Saturday, September 27, 2014


It's stuff like this that should have all of us pulling our hair out.

I received a faux editorial-ad that talks up the market skills of billionaire hedge fund manager David Tepper. His firm, Appaloosa Management, manages about $20 billion. Tepper was paid well over $3 billion in 2013.

Below is a snippet of an editorial-ad championing Tepper's market skills. It's partially written in market-speak. My translation follows below.

Recently, at the SkyBridge Alternatives Conference in Las Vegas, [Tepper] said, “The market is kind of dangerous in a way.” He cites a slow growing U.S. economy coupled with a complacent Federal Reserve as the reason for his nervousness. 
And who can blame him with the stock market trading at all time highs.Tepper has proven his ability to accurately time financial markets for maximum gains. Following the subprime crisis, he bought heavy into the financial sector and returned 132% to his investors.  
Then in September 2010, when the Federal Reserve virtually guaranteed a backstop to a fragile economy, he felt his only option was to increase his exposure to stocks — which proved to be the right move.
Today Tepper is more afraid of deflation than inflation, but he’s not recommending investors sell everything and hideout in a bunker with food and guns. He said, “I’m not saying go short, just don’t be too frickin long.” He does, however, feel investors would be wise to raise cash, which is always prudent advice when markets have gone nearly straight up for 5 years.
What the editorial-ad says is Mr. Tepper is worried about a weak economy because the Federal Reserve may no longer be dumping as much cheap money into the market as it has done in the past. At another level it says what I've been saying for years. The market gains we've been seeing are not real. It's all artificially inflated with Fed cash.

There is no magic of the market logic at work here. Tepper is no genius. He simply understands that when the federal government dumps trillions of dollars into the economy "the market" does better.

What makes all of this so frustrating is that the ad congratulates Tepper for having the foresight to buy "into the financial sector" and then the stock market after Washington came to the rescue with bailout cash and cheap money.

So, yeah, we're supposed to be impressed that Tepper - and every other wealth manager for that matter - jumped into a bailed out market that virtually guaranteed both the financial sector and the stock market would succeed.

This isn't extraordinary market foresight. It's common sense, built around bailout cash.

The piece ends with Tepper saying ("I'm not saying go short, just don't be too frickin long") don't put all your eggs in one basket, because no one knows what the Fed is going to do.
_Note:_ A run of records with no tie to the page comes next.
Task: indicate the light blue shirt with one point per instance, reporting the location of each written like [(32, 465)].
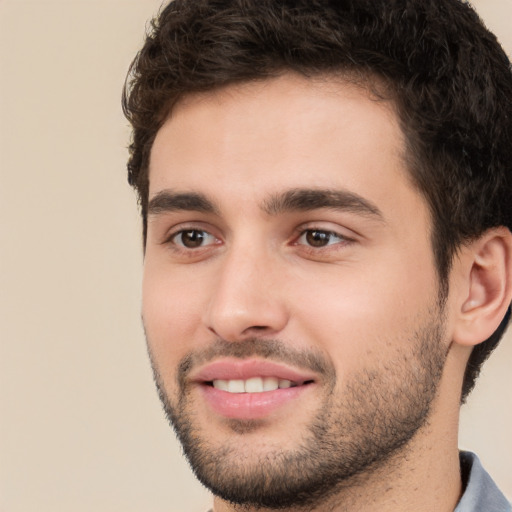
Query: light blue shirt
[(481, 493)]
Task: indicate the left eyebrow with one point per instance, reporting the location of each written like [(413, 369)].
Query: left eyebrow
[(312, 199), (169, 201)]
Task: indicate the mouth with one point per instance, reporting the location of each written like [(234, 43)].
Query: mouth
[(254, 384), (251, 389)]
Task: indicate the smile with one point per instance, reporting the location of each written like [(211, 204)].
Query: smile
[(251, 389), (253, 385)]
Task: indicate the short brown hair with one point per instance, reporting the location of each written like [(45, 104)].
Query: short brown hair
[(447, 74)]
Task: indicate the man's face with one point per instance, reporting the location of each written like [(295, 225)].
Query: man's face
[(290, 298)]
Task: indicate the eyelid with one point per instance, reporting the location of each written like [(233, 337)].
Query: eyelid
[(172, 232)]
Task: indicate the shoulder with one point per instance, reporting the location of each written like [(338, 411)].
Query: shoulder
[(480, 493)]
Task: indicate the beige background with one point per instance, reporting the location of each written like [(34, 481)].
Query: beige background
[(81, 426)]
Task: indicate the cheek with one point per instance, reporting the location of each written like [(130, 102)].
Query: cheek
[(365, 313)]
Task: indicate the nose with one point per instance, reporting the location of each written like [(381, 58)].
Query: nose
[(248, 296)]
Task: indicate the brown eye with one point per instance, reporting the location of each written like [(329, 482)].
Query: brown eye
[(316, 238), (319, 238), (193, 238)]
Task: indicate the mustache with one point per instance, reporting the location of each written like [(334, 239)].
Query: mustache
[(273, 349)]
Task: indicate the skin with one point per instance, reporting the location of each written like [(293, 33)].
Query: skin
[(357, 301)]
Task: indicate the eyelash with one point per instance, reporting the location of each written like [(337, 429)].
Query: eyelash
[(342, 240)]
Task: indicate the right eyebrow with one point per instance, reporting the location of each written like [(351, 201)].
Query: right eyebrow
[(169, 201)]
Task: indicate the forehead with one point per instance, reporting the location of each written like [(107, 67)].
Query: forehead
[(287, 132)]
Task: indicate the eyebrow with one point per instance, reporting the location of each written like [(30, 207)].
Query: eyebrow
[(169, 201), (313, 199), (294, 200)]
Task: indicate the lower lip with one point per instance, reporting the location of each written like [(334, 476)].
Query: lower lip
[(250, 406)]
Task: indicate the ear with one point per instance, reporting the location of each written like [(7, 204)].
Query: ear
[(486, 286)]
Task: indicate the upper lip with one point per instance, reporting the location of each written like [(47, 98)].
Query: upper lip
[(243, 369)]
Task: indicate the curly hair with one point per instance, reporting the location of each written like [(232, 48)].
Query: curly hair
[(449, 78)]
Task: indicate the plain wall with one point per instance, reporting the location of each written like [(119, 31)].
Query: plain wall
[(81, 427)]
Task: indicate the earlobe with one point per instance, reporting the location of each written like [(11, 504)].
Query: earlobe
[(487, 268)]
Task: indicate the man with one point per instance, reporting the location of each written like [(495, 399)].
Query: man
[(325, 191)]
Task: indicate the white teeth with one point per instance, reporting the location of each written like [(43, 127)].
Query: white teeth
[(270, 384), (221, 384), (252, 385), (236, 386)]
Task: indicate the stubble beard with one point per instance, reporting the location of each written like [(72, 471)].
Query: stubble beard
[(352, 434)]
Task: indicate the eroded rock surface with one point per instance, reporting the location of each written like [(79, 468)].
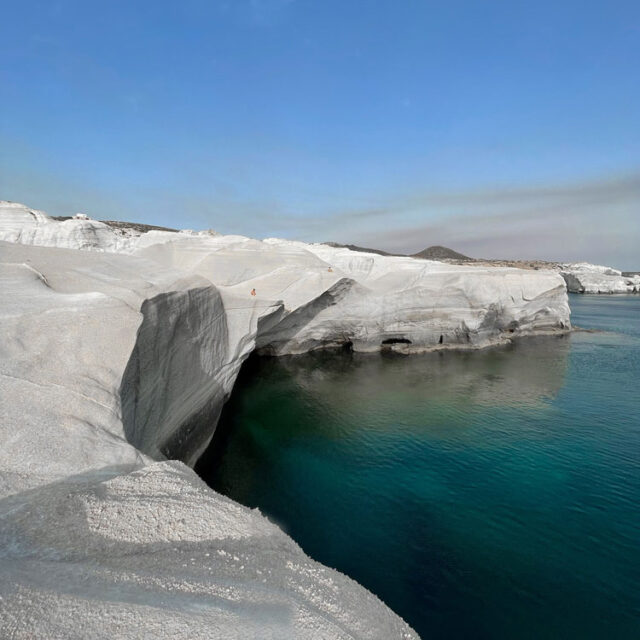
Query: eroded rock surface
[(118, 352)]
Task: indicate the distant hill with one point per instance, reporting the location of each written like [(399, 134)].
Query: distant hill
[(431, 253), (441, 253)]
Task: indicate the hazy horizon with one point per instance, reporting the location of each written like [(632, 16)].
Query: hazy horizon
[(502, 131)]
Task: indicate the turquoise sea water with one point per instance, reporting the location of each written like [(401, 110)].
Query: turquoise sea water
[(490, 494)]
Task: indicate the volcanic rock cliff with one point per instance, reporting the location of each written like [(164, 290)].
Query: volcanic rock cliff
[(118, 352)]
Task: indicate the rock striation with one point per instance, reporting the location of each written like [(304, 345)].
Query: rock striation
[(582, 277), (119, 349)]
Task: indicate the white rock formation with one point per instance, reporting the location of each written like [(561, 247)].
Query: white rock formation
[(582, 277), (120, 356)]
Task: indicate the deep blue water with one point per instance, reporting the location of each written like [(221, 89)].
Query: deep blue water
[(490, 494)]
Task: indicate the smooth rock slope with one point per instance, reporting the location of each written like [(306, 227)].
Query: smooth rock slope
[(582, 277), (118, 352)]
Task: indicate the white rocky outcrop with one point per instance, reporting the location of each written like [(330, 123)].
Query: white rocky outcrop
[(118, 357), (582, 277)]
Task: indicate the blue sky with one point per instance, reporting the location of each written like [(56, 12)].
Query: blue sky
[(504, 129)]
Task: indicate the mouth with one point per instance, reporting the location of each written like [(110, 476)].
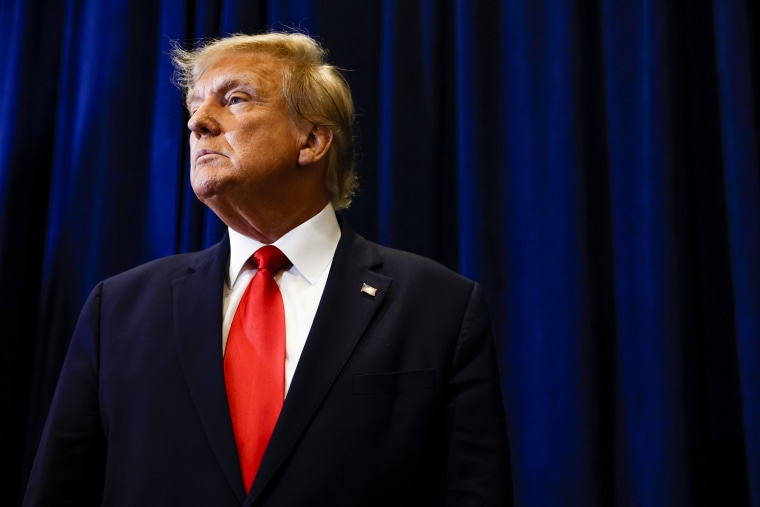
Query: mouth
[(205, 152)]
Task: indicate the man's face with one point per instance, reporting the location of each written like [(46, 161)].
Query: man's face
[(244, 146)]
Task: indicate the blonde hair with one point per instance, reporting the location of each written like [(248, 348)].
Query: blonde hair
[(313, 90)]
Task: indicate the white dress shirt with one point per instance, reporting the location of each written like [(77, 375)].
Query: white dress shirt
[(310, 247)]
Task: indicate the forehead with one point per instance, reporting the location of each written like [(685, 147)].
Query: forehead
[(259, 73)]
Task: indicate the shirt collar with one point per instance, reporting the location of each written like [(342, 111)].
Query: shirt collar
[(310, 246)]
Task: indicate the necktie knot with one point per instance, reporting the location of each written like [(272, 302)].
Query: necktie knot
[(270, 258)]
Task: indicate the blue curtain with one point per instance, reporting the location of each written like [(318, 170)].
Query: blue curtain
[(593, 164)]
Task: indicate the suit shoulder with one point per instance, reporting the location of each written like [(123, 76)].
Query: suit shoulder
[(413, 266), (166, 269)]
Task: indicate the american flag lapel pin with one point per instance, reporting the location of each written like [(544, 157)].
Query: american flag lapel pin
[(368, 289)]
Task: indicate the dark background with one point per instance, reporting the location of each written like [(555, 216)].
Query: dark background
[(593, 164)]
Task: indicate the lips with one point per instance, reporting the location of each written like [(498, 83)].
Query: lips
[(204, 152)]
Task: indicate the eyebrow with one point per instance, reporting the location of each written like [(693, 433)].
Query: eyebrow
[(223, 85)]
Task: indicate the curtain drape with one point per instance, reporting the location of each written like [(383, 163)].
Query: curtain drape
[(593, 164)]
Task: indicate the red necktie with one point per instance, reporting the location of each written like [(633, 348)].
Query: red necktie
[(254, 362)]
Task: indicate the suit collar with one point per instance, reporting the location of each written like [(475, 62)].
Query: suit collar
[(343, 315), (197, 318)]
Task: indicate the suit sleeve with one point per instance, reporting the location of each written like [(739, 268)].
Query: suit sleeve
[(70, 462), (479, 470)]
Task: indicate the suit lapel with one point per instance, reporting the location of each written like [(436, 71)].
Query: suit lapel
[(198, 321), (343, 315)]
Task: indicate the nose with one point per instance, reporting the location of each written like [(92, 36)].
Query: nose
[(204, 121)]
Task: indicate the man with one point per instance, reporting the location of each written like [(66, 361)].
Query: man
[(385, 359)]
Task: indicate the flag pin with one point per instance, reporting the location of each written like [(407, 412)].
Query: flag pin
[(368, 289)]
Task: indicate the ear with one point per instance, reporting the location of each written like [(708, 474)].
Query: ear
[(316, 145)]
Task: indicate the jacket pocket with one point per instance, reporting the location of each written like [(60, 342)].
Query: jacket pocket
[(393, 382)]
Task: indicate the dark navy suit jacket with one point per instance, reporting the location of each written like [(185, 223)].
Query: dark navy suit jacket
[(395, 401)]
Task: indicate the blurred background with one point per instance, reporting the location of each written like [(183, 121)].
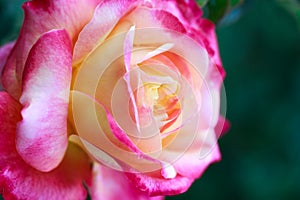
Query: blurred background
[(259, 42)]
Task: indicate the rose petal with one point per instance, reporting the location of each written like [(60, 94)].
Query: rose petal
[(155, 186), (106, 16), (99, 133), (42, 134), (4, 52), (111, 184), (198, 156), (41, 17), (20, 181)]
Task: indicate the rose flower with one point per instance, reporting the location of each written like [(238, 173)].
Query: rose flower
[(109, 98)]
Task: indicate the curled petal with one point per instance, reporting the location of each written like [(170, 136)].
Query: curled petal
[(106, 16), (20, 181), (42, 134), (41, 17)]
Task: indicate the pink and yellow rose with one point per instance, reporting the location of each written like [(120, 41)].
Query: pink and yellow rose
[(111, 97)]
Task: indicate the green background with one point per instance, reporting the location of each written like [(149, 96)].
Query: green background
[(260, 47)]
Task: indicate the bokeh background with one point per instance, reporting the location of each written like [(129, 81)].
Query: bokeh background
[(260, 47)]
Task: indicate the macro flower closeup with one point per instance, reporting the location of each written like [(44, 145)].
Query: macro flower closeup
[(109, 98)]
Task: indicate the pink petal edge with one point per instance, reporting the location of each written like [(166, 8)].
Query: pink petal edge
[(20, 181), (4, 52), (42, 134), (111, 184), (41, 17)]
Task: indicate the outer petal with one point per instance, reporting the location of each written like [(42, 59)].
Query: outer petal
[(41, 17), (111, 185), (4, 52), (20, 181), (198, 28), (159, 186), (42, 134)]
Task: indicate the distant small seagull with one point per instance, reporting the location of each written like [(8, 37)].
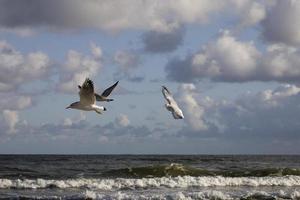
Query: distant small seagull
[(105, 94), (87, 98), (172, 105)]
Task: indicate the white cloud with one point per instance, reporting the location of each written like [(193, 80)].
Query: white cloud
[(11, 118), (230, 60), (160, 42), (14, 101), (266, 114), (78, 67), (122, 120), (16, 68), (193, 111), (126, 60), (107, 15), (281, 24)]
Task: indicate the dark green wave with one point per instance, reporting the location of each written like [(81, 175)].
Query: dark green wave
[(182, 170)]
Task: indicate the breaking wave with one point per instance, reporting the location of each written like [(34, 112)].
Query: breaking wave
[(183, 170), (143, 183)]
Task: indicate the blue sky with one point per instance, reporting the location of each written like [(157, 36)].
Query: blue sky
[(233, 66)]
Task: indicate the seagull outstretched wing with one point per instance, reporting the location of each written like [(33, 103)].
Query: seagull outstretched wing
[(172, 105), (86, 93), (106, 93)]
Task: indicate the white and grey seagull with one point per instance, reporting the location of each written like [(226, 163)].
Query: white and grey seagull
[(172, 105), (105, 94), (87, 100)]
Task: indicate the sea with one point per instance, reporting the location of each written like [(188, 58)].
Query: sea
[(217, 177)]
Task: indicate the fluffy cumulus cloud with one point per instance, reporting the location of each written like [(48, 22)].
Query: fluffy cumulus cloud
[(127, 61), (249, 12), (107, 15), (269, 114), (161, 42), (77, 67), (230, 60), (122, 120), (281, 24), (11, 118), (17, 68), (193, 111)]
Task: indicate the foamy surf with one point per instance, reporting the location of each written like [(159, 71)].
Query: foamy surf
[(202, 195), (168, 182)]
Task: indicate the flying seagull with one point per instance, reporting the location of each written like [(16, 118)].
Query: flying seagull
[(172, 105), (105, 94), (87, 100)]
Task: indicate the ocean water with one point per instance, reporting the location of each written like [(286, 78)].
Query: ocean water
[(149, 177)]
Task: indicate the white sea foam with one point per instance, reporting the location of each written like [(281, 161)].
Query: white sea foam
[(168, 182), (184, 195)]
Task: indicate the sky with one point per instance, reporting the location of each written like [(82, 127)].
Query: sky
[(233, 66)]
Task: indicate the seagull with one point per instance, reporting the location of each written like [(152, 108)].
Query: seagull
[(87, 100), (105, 94), (172, 105)]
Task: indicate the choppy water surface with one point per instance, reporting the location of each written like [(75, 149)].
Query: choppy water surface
[(149, 177)]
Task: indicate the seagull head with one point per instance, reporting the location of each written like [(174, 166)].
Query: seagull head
[(73, 105)]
In effect, Mr. Tepper is charging his clients 20 percent for "market" successes and advise that, ultimately, are driven by what the federal government does. Take away the bailouts and the Fed's trillion dollar dumps and Tepper's clients are probably suing him instead of worshiping him.

My friends, Tepper isn't a mystical Wall Street guru drawing from market insights only he can see.

Mr. Tepper understands a good market subsidy - the bailouts and cheap Fed money - and is simply reacting to anticipated money flows from bailouts and the Federal Reserve's money dumps. His "insights" come from understanding what the man behind the curtain is doing for our markets.

Tepper making money in our markets is not a product of genius. A monkey throwing darts could have made money in our market over the past 30 years.

The point is, we need to stop worshiping the guys on Wall Street who handle our money. Their genius and successes are a product of bailouts, and trillions in cheap money. The game is rigged.

Today, all Tepper is doing is watching the Fed, and telling us what the simple country farmer has always known. Don't put all your eggs in one basket.